When I was in elementary school, my daddy used to wake me up early on Nov. 1. We must allow extra time before going to school to take a ride through downtown Union on the morning after Halloween to see what the high school boys had done. Soaped windows and tires burned in the streets just began the pranks they had completed. Sometimes we were even awakened in the night if someone had managed to sound the fire alarm on top of the water tank behind City Hall.
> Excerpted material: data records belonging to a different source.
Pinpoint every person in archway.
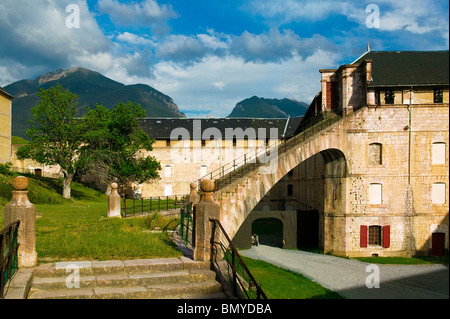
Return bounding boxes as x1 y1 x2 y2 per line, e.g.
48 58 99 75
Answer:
252 234 259 246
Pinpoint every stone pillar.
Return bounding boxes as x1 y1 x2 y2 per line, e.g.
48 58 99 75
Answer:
4 176 37 267
187 183 200 205
108 183 122 218
194 180 220 261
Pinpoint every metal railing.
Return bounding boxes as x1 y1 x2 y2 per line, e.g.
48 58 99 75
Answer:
196 113 342 191
179 203 194 247
120 195 187 217
0 220 20 299
209 219 267 299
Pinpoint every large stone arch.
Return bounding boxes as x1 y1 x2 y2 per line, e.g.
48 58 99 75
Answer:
233 211 297 249
214 117 349 255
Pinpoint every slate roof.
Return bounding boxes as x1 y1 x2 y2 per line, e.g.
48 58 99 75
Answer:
353 51 449 87
140 116 303 139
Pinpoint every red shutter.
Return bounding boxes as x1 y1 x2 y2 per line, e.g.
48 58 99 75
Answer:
383 225 391 248
359 225 367 247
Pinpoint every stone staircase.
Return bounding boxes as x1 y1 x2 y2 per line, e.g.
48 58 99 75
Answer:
28 256 227 299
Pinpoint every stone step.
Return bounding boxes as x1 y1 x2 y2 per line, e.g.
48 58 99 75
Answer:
28 256 226 299
33 256 210 277
29 281 226 299
33 269 216 290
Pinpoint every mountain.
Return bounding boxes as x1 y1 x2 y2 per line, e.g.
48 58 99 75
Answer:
228 96 309 118
4 67 185 138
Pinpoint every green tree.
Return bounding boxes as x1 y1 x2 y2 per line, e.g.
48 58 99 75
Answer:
17 84 90 199
86 102 161 194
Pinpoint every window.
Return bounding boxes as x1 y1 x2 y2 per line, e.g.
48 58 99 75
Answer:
369 143 382 165
369 226 381 246
431 183 445 204
200 165 208 177
384 90 395 104
359 225 391 248
369 183 382 205
164 165 172 177
288 184 294 196
434 89 444 103
431 142 445 165
164 185 172 196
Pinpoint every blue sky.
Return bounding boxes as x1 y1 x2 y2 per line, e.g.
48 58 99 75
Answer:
0 0 449 117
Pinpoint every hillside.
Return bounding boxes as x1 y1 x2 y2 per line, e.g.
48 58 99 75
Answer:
228 96 308 118
4 67 185 138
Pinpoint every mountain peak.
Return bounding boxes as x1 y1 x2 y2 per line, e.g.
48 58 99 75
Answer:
5 67 185 138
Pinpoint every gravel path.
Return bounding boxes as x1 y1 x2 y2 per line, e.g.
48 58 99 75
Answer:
240 245 449 299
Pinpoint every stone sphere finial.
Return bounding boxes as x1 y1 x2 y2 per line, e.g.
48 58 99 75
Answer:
200 179 215 193
13 176 28 191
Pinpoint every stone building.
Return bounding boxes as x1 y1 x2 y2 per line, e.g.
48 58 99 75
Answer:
236 51 449 256
134 117 302 197
0 87 13 163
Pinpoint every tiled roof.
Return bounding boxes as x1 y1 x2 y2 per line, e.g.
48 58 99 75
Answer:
140 117 303 139
354 51 449 87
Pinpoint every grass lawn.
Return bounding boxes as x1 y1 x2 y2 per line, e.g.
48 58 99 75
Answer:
0 175 182 263
242 257 343 299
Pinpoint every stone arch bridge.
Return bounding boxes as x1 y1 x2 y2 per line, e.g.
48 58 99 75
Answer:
200 105 448 256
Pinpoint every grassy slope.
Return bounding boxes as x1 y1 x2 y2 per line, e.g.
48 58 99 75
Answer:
242 257 343 299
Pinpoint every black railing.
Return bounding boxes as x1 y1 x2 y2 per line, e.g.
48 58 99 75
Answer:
197 114 342 191
209 219 267 299
179 203 194 247
0 220 20 299
120 195 187 217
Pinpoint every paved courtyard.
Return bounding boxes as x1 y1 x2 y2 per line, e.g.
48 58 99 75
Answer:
240 245 449 299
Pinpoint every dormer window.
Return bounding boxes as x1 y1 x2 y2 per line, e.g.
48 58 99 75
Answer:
434 89 444 103
384 90 395 104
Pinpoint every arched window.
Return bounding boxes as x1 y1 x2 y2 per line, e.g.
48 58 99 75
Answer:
288 184 294 196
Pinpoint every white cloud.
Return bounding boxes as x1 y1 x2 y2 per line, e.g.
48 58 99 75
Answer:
97 0 178 27
150 50 340 117
155 29 335 63
0 0 111 80
248 0 449 39
115 32 156 47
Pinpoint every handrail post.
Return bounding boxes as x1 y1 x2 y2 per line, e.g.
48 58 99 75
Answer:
231 249 237 296
108 183 122 218
4 176 37 267
193 180 220 261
However, all the pranks were not saved for Halloween. In an earlier column, the late Mr. Conan Whitten made reference in his memories to the time a group of boys managed to get a cow upstairs in the study hall of the h
igh school. That story has passed orally throughout the years, leaving many people curious about how that prank happened and who did it. Thanks to my uncle Beverly Ricks, who responded to that reference, we finally have answers. In a book that he has written called “From the Great Depression into the New Millennium,” he has a selection entitled “A Cow Goes to School.” With his permission, the printed story comes back to Union:
“The little stunt that will be described here indirectly involved Mr. V.D. Thomas. In the spring of 1944, some of the upperclassmen (we 10th graders merely followed along) decided to celebrate the approaching end of the school year by carrying out an ingenious little prank.
“Some of them took a rope and led Mr. Thomas’ cow out of a small pasture behind his house and led it onto the school grounds. A volunteer was hoisted up to a window of one of the rooms at the back of the school, and then he opened the back door. Some of them then pulled the cow up the back stairs – while others were pushing or twisting the cow’s tail, with the rest of us excitedly crowding along to see what was going to happen – and then led the cow along the upstairs hallway and into the study hall.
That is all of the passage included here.